Zhondro and I finished our checklists, and had everything stowed on the C-lift, by midmorning. Cutler wanted to leave Eden for the Line immediately, and drive all night. Kit recommended that, once we cleared Eden’s Triple-A umbrella, we only drive during daylight.

The Abrams, with the C-lift in tow, made eighty miles outside the city limits of Eden along the dirt single track road that led out to Kit Born’s Line section. That put us twenty miles south of Kit’s Line camp, and would give us plenty of daylight the following day in which to travel the remaining distance.

At fifteen minutes before End of Evening Nautical Twilight, we laagered for the night.

The fifteen minutes allowed for the four of us to exit the Abrams, button it up, then get buttoned up inside the Sleeper before full dark. We had electrified nets to set out, but Kit told us not to bother. The good news about the hours of darkness on Dead End was that the gorts didn’t fly at night. The bad news was that the reason they didn’t was that night on Dead End was too dangerous for them.

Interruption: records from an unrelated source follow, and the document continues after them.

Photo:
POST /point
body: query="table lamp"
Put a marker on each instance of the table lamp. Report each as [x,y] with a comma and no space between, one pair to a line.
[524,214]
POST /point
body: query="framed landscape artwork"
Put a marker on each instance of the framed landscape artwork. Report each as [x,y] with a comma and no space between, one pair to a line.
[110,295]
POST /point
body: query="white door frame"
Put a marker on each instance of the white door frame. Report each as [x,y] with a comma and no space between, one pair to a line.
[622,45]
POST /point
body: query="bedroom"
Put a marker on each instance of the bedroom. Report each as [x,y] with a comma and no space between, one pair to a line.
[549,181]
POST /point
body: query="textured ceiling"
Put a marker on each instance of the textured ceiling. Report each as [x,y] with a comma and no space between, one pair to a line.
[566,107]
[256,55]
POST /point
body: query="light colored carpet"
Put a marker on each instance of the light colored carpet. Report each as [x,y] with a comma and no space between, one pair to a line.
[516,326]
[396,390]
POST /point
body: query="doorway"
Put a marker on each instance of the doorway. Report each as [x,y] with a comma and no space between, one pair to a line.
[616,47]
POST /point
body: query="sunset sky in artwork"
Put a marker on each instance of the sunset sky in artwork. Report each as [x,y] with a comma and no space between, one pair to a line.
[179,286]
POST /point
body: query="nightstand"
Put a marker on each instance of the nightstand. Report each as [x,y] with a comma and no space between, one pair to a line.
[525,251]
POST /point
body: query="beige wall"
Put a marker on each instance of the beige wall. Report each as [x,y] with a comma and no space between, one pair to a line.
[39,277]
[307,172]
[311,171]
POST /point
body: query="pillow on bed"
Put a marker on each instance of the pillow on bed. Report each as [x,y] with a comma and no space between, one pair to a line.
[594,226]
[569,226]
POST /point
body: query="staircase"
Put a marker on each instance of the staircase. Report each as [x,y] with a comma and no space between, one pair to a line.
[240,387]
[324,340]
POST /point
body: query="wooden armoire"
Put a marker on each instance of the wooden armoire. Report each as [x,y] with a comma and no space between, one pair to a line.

To Cutler, the Sleeper was ‘‘a Boy Scout camp in an armored box, and a damned cramped one.’’ To a Yavi like me, the Sleeper was a capacious and luxurious portable apartment for four, though Zhondro prayed to his God for dispensation to bunk stacked four-high, separated from a woman not his wife only by a forearm’s length and a thin foam hammock.

Evidently Zhondro’s God returned calls promptly, because thirty minutes after we four finished dinner, he lay snoring in his bunk.

Kit and I sat facing Cutler across the Sleeper’s fold-down dining table while we sipped coffee, ours from thermcups, his from private stock he had brought along. Outside, something—several somethings—snorted, then thumped the armor plate hard enough that my coffee sloshed. Cutler’s eyes widened. I suppose mine did, too.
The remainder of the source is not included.